Acabo de encontrarme con algunos detalles financieros fascinantes sobre la fortuna de Jeffrey Epstein, que muestran cuán complejas y opacas eran realmente estas estructuras.



Al momento de su muerte en 2019, Epstein había acumulado aproximadamente 578 millones de dólares, una fortuna que provenía principalmente de dos fuentes: el magnate minorista Les Wexner de L Brands y el titán del capital privado Leon Black de Apollo Global Management. Estas dos personas le pagaron en más de dos décadas una estimación de 370 millones de dólares, lo que representaba más del 75 por ciento de sus honorarios comerciales. Wexner incluso le transfirió una villa de 56 millones de dólares en Manhattan y le otorgó poderes notariales. La asociación terminó en 2007, después de que Wexner lo acusara de malversar 46 millones de dólares.

Lo que me interesa especialmente: ¿cómo reconstruyó Epstein su fortuna tras esta ruptura? La respuesta está en las Islas Vírgenes de EE. UU. Epstein fundó allí empresas como la Financial Trust Company y Southern Trust, y utilizó un programa económico local que redujo sus impuestos en un 90 por ciento. Esto le ahorró más de 300 millones de dólares entre 1999 y 2018. Luego, Leon Black le pagó otros 170 millones de dólares entre 2012 y 2017 por supuestos servicios de planificación fiscal y de patrimonio, aunque muchos de estos servicios nunca fueron documentados formalmente. Black también prestó 30 millones de dólares a una empresa vinculada a Epstein.

Lo interesante: solo en 2004, Epstein ganó 127 millones de dólares, incluyendo 15 millones por la conexión de JPMorgan con Highbridge Capital. Pero la lista completa de clientes sigue siendo secreta.
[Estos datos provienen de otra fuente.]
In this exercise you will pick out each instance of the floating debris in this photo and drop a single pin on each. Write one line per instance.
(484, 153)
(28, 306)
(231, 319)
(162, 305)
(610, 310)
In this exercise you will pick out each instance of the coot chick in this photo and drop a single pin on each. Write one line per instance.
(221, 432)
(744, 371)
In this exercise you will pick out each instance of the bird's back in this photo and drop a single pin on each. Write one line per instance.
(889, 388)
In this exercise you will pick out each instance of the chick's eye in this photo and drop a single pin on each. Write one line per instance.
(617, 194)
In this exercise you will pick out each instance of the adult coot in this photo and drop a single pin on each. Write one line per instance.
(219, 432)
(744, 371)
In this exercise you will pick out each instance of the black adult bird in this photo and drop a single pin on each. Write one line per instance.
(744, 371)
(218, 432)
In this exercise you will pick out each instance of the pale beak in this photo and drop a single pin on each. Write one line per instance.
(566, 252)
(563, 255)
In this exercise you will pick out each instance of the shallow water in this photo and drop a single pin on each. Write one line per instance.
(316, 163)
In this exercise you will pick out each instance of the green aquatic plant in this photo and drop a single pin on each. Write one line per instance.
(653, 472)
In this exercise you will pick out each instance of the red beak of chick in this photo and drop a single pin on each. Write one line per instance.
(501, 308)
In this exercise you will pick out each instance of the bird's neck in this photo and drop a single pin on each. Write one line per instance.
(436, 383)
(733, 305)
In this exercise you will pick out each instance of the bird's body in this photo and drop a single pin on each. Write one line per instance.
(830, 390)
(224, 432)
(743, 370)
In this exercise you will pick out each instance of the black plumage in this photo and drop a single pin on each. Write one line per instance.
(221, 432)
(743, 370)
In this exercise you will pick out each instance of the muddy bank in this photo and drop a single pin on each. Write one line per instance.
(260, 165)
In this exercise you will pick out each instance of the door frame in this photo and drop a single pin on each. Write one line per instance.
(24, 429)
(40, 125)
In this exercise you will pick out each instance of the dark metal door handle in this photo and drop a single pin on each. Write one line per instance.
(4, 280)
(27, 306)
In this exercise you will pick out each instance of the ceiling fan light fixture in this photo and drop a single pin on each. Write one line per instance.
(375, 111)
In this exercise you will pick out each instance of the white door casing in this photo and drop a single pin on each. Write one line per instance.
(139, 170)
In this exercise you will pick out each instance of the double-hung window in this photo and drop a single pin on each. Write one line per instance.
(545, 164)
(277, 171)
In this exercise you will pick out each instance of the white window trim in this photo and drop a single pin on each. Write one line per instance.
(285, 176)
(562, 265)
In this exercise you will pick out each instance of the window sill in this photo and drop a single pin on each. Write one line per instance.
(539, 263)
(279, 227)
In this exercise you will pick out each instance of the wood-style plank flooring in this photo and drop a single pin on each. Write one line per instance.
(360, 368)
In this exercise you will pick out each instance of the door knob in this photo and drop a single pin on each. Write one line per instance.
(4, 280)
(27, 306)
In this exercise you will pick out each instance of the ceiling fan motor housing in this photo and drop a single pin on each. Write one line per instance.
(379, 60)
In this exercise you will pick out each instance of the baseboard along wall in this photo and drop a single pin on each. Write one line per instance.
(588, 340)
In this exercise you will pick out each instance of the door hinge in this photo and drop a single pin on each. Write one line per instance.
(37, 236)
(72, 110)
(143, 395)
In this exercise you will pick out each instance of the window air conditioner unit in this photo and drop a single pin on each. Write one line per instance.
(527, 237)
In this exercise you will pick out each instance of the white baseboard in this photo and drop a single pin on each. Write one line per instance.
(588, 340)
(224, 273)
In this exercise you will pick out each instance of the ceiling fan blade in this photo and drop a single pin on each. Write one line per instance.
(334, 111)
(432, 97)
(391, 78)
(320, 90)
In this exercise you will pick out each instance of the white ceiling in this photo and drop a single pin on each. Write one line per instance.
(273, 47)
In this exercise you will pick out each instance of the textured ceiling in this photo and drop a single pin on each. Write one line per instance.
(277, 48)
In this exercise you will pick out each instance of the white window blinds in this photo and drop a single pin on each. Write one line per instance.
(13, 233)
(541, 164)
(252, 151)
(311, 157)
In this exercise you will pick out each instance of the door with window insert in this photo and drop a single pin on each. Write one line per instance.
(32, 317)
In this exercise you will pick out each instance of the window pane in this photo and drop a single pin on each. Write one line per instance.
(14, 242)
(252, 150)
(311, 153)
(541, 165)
Solo en 2025, el senador Ron Wyden reveló que más de 4.700 transacciones relacionadas con Epstein, por un valor de 1,9 mil millones de dólares, pasaron por varios bancos, transacciones que supuestamente el Departamento de Justicia había ignorado.

A pesar de todas las acusaciones y compensaciones a las víctimas, queda claro: la fortuna de Jeffrey Epstein no está completamente esclarecida. Su patrimonio aún mantiene 131 millones de dólares y el año pasado recibió incluso una devolución de impuestos de 112 millones de dólares del IRS. Las Islas Vírgenes acordaron en 2022 devolver 80 millones de dólares, alegando que las ventajas fiscales se usaron de manera fraudulenta para financiar su red de trata de personas. Black pagó en 2023 otros 62,5 millones de dólares.

Lo que más me fascina: la magnitud completa de la red que alimentó y posiblemente protegió esta fortuna sigue en la sombra. La historia oficial aún no ha terminado de contarse.